The likeness between the two of them increases when Crusoe erects a wooden cross, into which he cuts a notch to mark every passing day of his captivity. Charles imagines the castaway staring at the notches and counting them, first from left to right and then top to bottom, and later in reverse, to make sure the total is the same in both directions. In that way, he contrives to count time itself, despite the fact this is an invisible thing.

The excitement becomes unbearable when Mr Crusoe discovers the imprint of a naked foot in the sand. It implies, of course, that he is not alone, locked in his solitude. Another human being is on the island.

At this very moment, when the thoughts are bubbling through Charles’s mind at a furious rate, Miss Horton closes the book. She looks at Charles.

‘We shall read some more later,’ she says.

How can she be so sure, Charles wonders? So many things might prevent her from continuing.

For once Charles wishes desperately that he could speak, that he could express his enthusiasm to hear more of the story. Instead he looks at Miss Horton and hopes that his face will say it all.
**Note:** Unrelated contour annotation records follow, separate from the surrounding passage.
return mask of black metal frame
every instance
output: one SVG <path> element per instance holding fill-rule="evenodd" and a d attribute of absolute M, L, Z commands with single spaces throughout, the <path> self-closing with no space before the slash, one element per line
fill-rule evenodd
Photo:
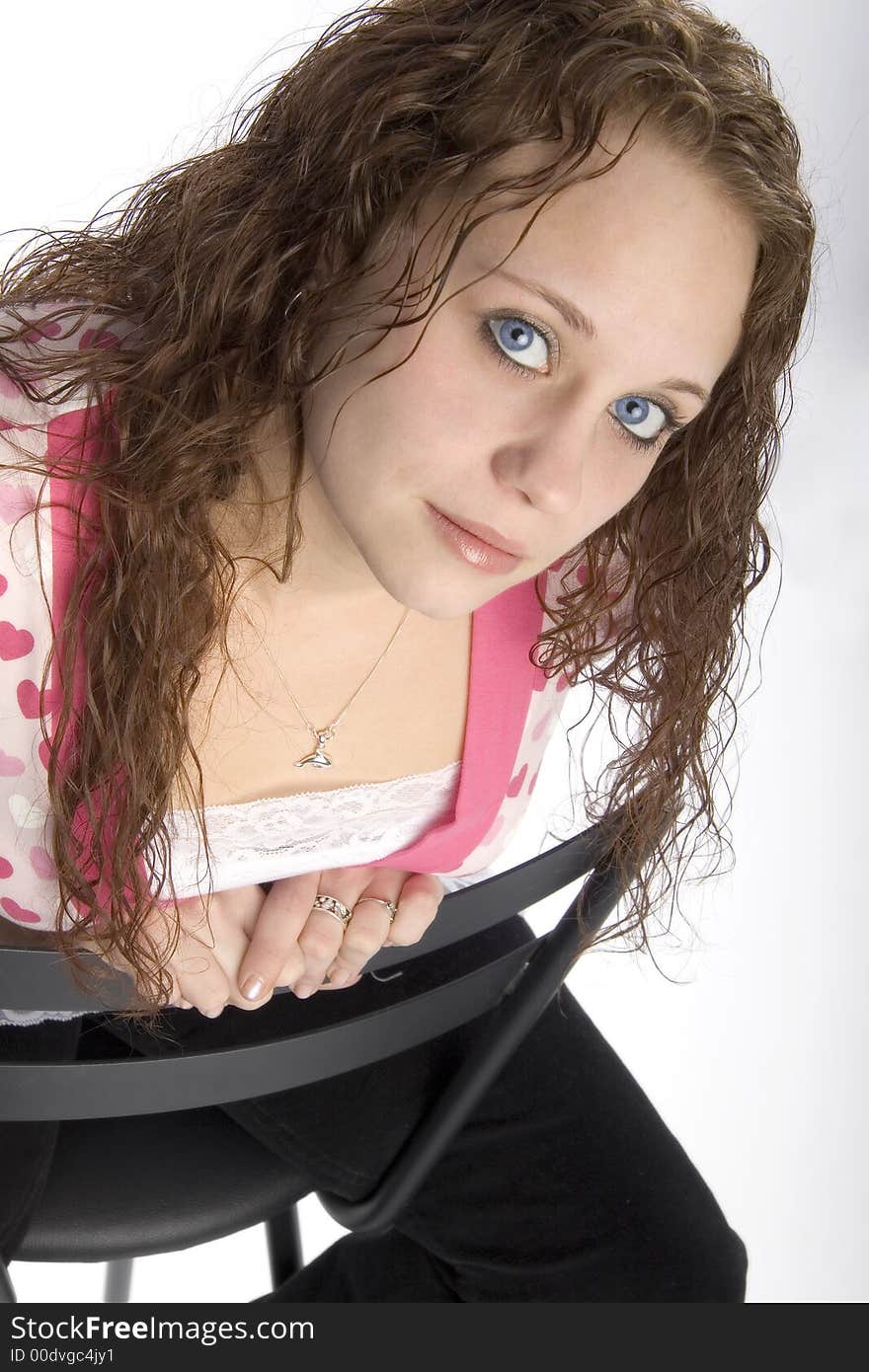
<path fill-rule="evenodd" d="M 590 871 L 555 927 L 468 975 L 376 1014 L 254 1045 L 169 1054 L 154 1061 L 0 1062 L 0 1120 L 113 1118 L 268 1095 L 387 1058 L 494 1010 L 467 1059 L 376 1188 L 356 1202 L 317 1192 L 327 1213 L 345 1228 L 384 1232 L 625 893 L 611 851 L 619 819 L 615 815 L 509 871 L 445 896 L 438 918 L 419 944 L 412 949 L 383 949 L 368 963 L 371 970 L 406 963 L 512 918 Z M 636 863 L 626 874 L 629 879 L 634 870 Z M 55 951 L 4 948 L 0 943 L 0 1004 L 8 1008 L 117 1010 L 130 1003 L 130 992 L 129 980 L 118 974 L 117 986 L 103 991 L 99 1000 L 84 997 Z M 295 1224 L 290 1247 L 295 1244 L 298 1254 Z M 281 1243 L 269 1228 L 269 1249 Z M 275 1269 L 272 1251 L 270 1258 Z M 110 1264 L 118 1265 L 126 1265 L 126 1259 Z M 129 1291 L 129 1268 L 126 1279 L 121 1276 L 115 1286 L 122 1288 L 124 1280 Z M 0 1264 L 0 1301 L 14 1301 L 14 1294 L 3 1295 L 4 1283 L 11 1292 Z"/>

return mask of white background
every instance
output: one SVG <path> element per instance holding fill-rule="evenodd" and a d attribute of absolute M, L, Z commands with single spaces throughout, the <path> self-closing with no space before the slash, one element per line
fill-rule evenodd
<path fill-rule="evenodd" d="M 0 259 L 29 232 L 84 224 L 104 202 L 119 204 L 125 188 L 199 150 L 206 130 L 349 8 L 299 0 L 10 7 L 0 228 L 15 232 L 0 239 Z M 774 564 L 754 597 L 747 691 L 755 693 L 740 711 L 728 771 L 734 863 L 725 859 L 717 878 L 684 889 L 684 918 L 652 944 L 660 971 L 648 955 L 599 949 L 568 985 L 743 1236 L 747 1299 L 864 1302 L 869 33 L 859 0 L 721 0 L 712 8 L 770 59 L 803 140 L 826 244 L 770 516 L 781 594 L 758 660 Z M 579 730 L 571 742 L 578 750 Z M 537 852 L 556 808 L 570 816 L 567 768 L 567 745 L 553 744 L 508 862 Z M 559 838 L 568 831 L 551 829 Z M 548 926 L 566 906 L 559 896 L 557 908 L 544 903 L 533 919 Z M 314 1196 L 301 1216 L 306 1259 L 343 1232 Z M 12 1280 L 23 1302 L 102 1294 L 97 1265 L 18 1262 Z M 268 1287 L 255 1228 L 140 1259 L 132 1299 L 250 1301 Z"/>

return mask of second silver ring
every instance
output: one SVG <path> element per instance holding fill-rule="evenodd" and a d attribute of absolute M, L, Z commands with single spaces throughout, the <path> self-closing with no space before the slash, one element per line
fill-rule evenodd
<path fill-rule="evenodd" d="M 312 910 L 325 910 L 327 915 L 331 915 L 332 919 L 338 919 L 345 929 L 353 919 L 353 911 L 347 910 L 345 903 L 342 900 L 336 900 L 335 896 L 314 896 Z"/>

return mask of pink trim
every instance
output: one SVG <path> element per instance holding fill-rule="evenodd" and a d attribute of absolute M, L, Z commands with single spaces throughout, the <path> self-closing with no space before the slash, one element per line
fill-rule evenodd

If it does, she appears not to notice. She is absorbed in arranging her shawl around her shoulders, standing on tiptoe to see part of her reflection in the mirror that hangs above Mrs Cox’s table.

‘Will you walk with me? It is a shame to frowst indoors.’

Charles, still sitting at the table, touches the book’s cover.

Miss Horton glances down at him. ‘Not now, Charles. Another day. You will need your hat. Where did Mrs Cox put it?’